Since its original description [3], the molecular mechanisms of HTT have been unknown. The possible biological correlation between HTT and PTC was supported by different publications demonstrating that HTT frequently harbors RET/PTC rearrangements [40,41,42,43,44]. Although a few early studies demonstrated that HTT had RET/PTC fusions in 29–63% of cases [8, 41, 42], in a series of 18 HTT cases, Sheu et al. failed to detect any RET/PTC rearrangement; this was also confirmed by Nikiforov et al. in a series of 10 HTT [43, 44]. Prior research assessed the wild type status of BRAF and RAS genes, providing clear evidence that there is a distinct molecular pattern involved in the development of HTT [41]. Recent studies have demonstrated the molecular role of the GLIS family in HTT, including PAX8-GLIS3 fusion [45]. Concerning GLIS3, a member of the GLI-similar zinc finger protein family encoding a nuclear protein with five C2H2-type zinc finger domains, it acts as both a repressor and activator of transcription and it is involved in the development of the thyroid gland [45].

A recent publication by Nikiforova et al. investigating 14 HTT cases by next generation sequencing analysis and other techniques, revealed that 13 out of 14 of their cases were positive for the novel PAX8-GLIS3 fusion and one case for PAX8-GLIS1 fusion [45]. Of note, in their control series of 220 histologically proven PTC, no PAX8-GLIS3 and/or PAX8-GLIS1 fusions were found.
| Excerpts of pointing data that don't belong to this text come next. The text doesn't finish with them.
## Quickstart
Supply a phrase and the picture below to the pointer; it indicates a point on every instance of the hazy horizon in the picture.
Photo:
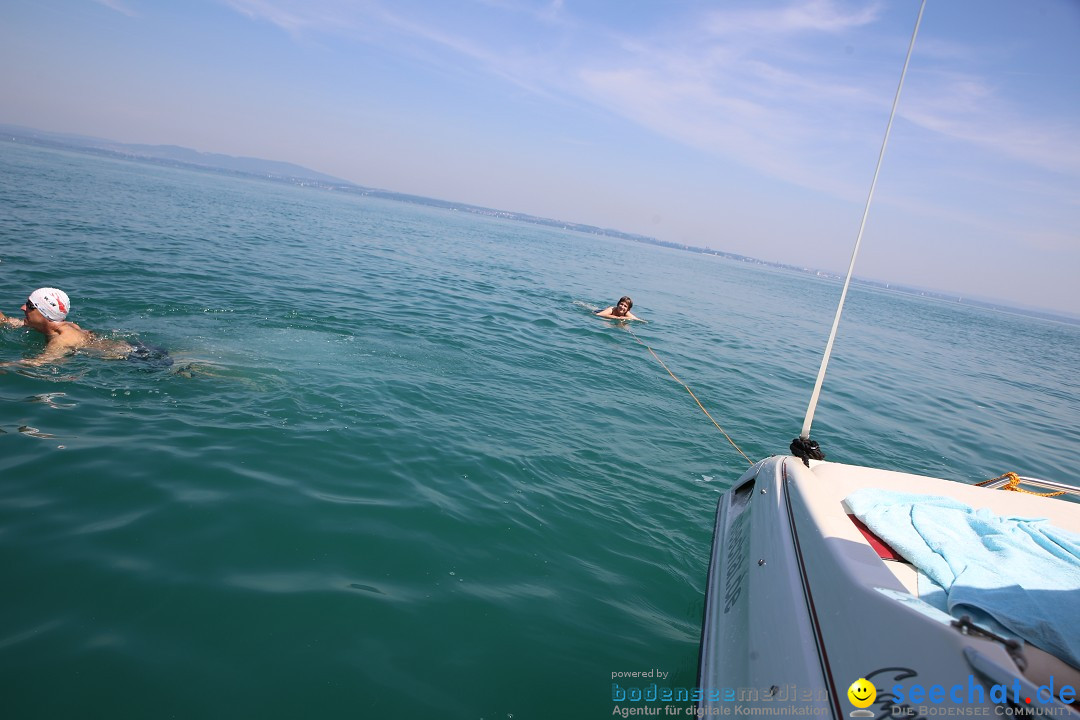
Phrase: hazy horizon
(750, 127)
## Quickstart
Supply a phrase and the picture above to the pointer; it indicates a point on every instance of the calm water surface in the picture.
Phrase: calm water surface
(397, 470)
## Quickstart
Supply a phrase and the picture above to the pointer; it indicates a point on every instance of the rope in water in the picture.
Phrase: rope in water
(1013, 485)
(691, 395)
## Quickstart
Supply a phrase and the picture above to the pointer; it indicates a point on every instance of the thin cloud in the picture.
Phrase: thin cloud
(751, 85)
(118, 7)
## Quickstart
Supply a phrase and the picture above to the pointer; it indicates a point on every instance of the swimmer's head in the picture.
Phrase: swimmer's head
(51, 302)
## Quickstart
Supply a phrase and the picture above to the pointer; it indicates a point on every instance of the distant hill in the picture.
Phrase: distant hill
(271, 170)
(172, 154)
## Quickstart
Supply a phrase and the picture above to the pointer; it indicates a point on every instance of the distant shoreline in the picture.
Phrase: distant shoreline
(279, 172)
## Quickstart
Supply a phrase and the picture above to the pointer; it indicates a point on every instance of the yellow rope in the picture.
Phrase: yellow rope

The authors thus concluded that the morphological features of HTT, including the deposition of collagen and hyaline matrix, are the result of these fusions that lead to overexpression of GLIS and upregulation of extracellular matrix genes. According to their study, this molecular testing can be performed with reliable results on cytological samples. In addition, the specific fusion involving GLIS can be detected by immunochemical analysis. This novel molecular finding has been recently validated in a larger series of 34 HTT, in which PAX8-GLIS3 fusion (but not PAX8-GLIS1) was identified in all cases, but not in any control thyroid tumor histotype analysed [46]. Interestingly, the control group included a series of 15 thyroid trabecular neoplasms of follicular derivation that morphologically resembled HTT and indeed some of these were originally reported as HTT. Upon revision of the morphology and the immunoprofile (namely the Ki67 pattern), these were eventually reclassified as classified as trabecular/embryonal variant of follicular adenoma, solid/trabecular Hurthle cell adenoma or carcinoma, solid/trabecular variant of PTC and poorly differentiated carcinoma [46]. Nonetheless, the molecular features are a work in progress, but the PAX8-GLIS1 or GLIS3 fusions are intriguing and may be followed by additional markers in the future.

Conclusion

HTT are rare tumors of the thyroid defined by a trabecular architecture associated with extensive intratrabecular hyaline stromal material. HTT is considered a benign neoplasm managed by conservative surgical excision, only [45,46,47,48,49]. The fine needle aspiration cytological diagnosis of HTT is challenging due to the presence of nuclear clearing, grooves and intranuclear pseudoinclusions that mimic PTC, and may not be conclusive, rather falling into the indeterminate categories. Although the identification of HTT on histological samples is apparently straightforward, due to morphological similarities, it may still be mistaken for PTC and MTC [44,45,46,47,48]. Ancillary techniques including cell membrane immunoreactivity of MIB1 monoclonal to Ki67 and the molecular identification of the novel PAX8-GLIS1 or PAX8-GLIS3 fusions may aid in making the correct diagnosis and help avoid overtreatment [50]. In conclusion, a definitive diagnosis of HTT can be only made on resected specimens.